On the peace march we are often asked, “Do you think this is really going to do anything?” Or, when we ask people to sign our four-point petition for nuclear disarmament, they say, “What are you going to do with all those signatures?”
I don’t know just what we’ll do with all the signatures. Sometimes I’ll mechanically reply, “Present them to Congress.” But if I’m honest I’ll think about it, admit I don’t know, and come up with a different answer each time. There must be many creative things one can do or statements one can make with a million signatures, but the most important moment in the life of a signature may be just when it is signed and the most important effect, however infinitesimal, may be on the signer. Today some people signed their names to a petition calling for nothing less than global nuclear disarmament, and joined their names with hundreds of thousands of others. Even if they turn right around and “forget” about it, does that render it an insignificant act? I don’t know, but I doubt it.
The biggest question, though, is “What do we think this march is really going to do?” It’s a great question and it should be asked more often — about everything. When we say “Good morning,” what are we trying to do? When we plan for the future, what do we plan for? We’re always trying to achieve peace and joy and satisfaction. We don’t think about it much but every action, word, smile, laugh or snarl is a prayer for peace and joy and satisfaction.
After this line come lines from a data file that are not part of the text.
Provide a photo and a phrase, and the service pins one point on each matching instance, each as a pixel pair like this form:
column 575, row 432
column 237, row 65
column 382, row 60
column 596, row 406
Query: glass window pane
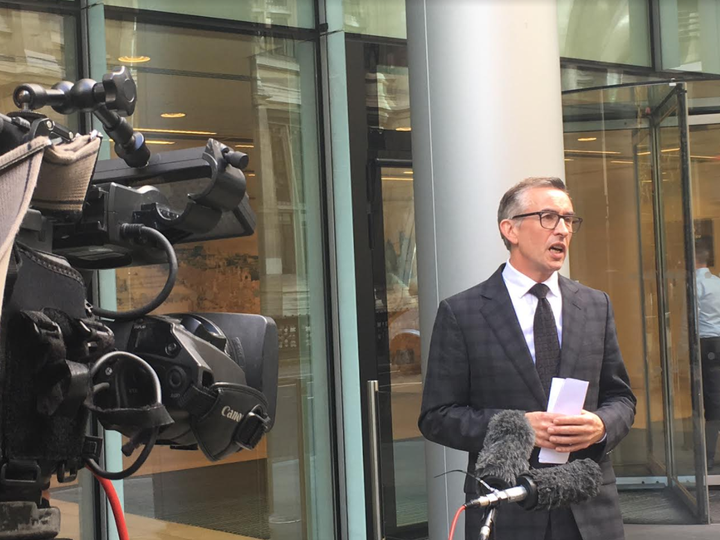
column 296, row 13
column 704, row 171
column 384, row 18
column 614, row 31
column 688, row 32
column 256, row 94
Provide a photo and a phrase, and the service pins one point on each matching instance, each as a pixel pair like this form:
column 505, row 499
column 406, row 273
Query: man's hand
column 540, row 422
column 573, row 433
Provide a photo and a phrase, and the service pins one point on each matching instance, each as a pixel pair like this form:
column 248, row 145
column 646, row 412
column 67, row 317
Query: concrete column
column 486, row 113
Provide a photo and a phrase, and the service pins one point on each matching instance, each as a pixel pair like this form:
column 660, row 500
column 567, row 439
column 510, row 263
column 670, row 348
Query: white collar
column 518, row 284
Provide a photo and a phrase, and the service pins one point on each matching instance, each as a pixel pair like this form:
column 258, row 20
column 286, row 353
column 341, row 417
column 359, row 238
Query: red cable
column 115, row 505
column 457, row 516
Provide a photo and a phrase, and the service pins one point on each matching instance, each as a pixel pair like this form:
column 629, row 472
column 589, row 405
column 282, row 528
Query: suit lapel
column 502, row 319
column 573, row 328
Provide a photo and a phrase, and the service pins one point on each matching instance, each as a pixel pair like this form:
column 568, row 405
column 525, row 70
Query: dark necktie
column 547, row 346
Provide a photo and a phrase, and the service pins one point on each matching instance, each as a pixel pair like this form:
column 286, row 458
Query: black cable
column 91, row 464
column 136, row 230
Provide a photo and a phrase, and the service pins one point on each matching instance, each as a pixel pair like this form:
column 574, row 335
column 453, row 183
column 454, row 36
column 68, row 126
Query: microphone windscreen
column 506, row 451
column 561, row 486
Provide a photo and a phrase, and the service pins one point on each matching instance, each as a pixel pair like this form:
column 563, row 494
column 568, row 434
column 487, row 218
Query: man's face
column 538, row 252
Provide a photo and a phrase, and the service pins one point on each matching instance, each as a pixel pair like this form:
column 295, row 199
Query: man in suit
column 497, row 345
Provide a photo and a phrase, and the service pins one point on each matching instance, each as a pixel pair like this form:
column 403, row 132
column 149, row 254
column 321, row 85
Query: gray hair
column 514, row 200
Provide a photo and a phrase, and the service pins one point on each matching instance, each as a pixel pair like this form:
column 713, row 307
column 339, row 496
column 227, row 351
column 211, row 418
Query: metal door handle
column 372, row 404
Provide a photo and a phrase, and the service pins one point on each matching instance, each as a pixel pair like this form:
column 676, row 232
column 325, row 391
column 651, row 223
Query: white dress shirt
column 708, row 289
column 525, row 303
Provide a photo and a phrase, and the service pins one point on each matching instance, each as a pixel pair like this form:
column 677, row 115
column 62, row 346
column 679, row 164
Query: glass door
column 400, row 446
column 676, row 270
column 627, row 156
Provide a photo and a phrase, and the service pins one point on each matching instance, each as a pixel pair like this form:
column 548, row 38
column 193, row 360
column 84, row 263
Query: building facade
column 371, row 211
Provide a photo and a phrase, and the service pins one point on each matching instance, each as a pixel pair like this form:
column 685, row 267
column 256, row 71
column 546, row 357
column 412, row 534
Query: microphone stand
column 490, row 516
column 487, row 526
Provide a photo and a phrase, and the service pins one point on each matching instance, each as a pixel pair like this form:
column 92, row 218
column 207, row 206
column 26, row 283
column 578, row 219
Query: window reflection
column 255, row 94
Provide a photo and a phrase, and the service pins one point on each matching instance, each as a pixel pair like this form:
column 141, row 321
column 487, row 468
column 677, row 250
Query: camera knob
column 175, row 378
column 120, row 91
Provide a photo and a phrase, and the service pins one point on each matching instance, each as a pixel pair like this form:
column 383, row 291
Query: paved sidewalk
column 672, row 532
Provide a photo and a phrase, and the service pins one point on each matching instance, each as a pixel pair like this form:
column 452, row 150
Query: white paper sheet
column 567, row 396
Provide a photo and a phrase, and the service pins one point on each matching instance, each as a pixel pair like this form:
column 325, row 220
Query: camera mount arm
column 109, row 100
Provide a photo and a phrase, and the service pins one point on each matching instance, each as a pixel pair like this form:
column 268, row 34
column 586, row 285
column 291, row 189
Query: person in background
column 708, row 295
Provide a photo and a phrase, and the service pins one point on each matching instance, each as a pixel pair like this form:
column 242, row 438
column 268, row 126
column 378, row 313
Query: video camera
column 188, row 380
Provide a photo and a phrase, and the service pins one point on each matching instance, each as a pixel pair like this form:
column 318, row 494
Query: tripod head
column 109, row 100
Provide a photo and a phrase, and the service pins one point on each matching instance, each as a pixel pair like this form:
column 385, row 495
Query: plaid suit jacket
column 479, row 364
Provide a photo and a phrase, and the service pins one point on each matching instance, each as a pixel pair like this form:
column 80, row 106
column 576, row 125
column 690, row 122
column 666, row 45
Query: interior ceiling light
column 590, row 152
column 175, row 131
column 134, row 59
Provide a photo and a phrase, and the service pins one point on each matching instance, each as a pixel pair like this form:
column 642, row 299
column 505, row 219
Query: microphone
column 550, row 488
column 506, row 451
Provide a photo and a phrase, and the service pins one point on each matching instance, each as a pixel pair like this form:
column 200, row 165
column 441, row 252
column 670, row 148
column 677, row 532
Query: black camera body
column 214, row 370
column 203, row 381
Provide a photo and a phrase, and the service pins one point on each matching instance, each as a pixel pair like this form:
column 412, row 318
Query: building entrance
column 629, row 168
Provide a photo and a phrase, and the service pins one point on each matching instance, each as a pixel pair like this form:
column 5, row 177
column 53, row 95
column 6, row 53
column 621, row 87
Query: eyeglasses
column 549, row 220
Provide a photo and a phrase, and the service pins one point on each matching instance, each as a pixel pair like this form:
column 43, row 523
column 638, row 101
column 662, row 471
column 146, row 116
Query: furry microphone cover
column 506, row 452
Everyone wants these things, if not for the world then at least for himself or herself, and when I think about it myself, taking all my actions to their extremes, this is what they’re aiming for, step by blind step.
On the peace march I can say, “I’m walking to get to the next rest stop,” or “I’m walking to get to the next campsite and set up my tent and read a book,” or “I’m walking so the people who drive by and see me on the road will think about peace today.” At any given time all three of these things may be simultaneously true and, taken to extremes, they all amount to the same thing. Peace, joy, satisfaction.
The goal, however, is the Big triumph. But I don’t believe in that one anymore. I’m not saying we can’t get rid of the bombs — if I believed that I would be in despair. We have to get rid of the bombs but it won’t happen all at once, and it probably won’t even be clear when they are all gone. I think nowadays more in terms of trends than events, and I think of life as a series of unique moments rather than as a singular unfolding story. So I keep personal and political aims in mind, but they are more like directional magnets than like goals. Or, more accurately perhaps, my goals are realized constantly. When my heart is open, my gestures, actions and intentions are “offered up,” complete in themselves every moment.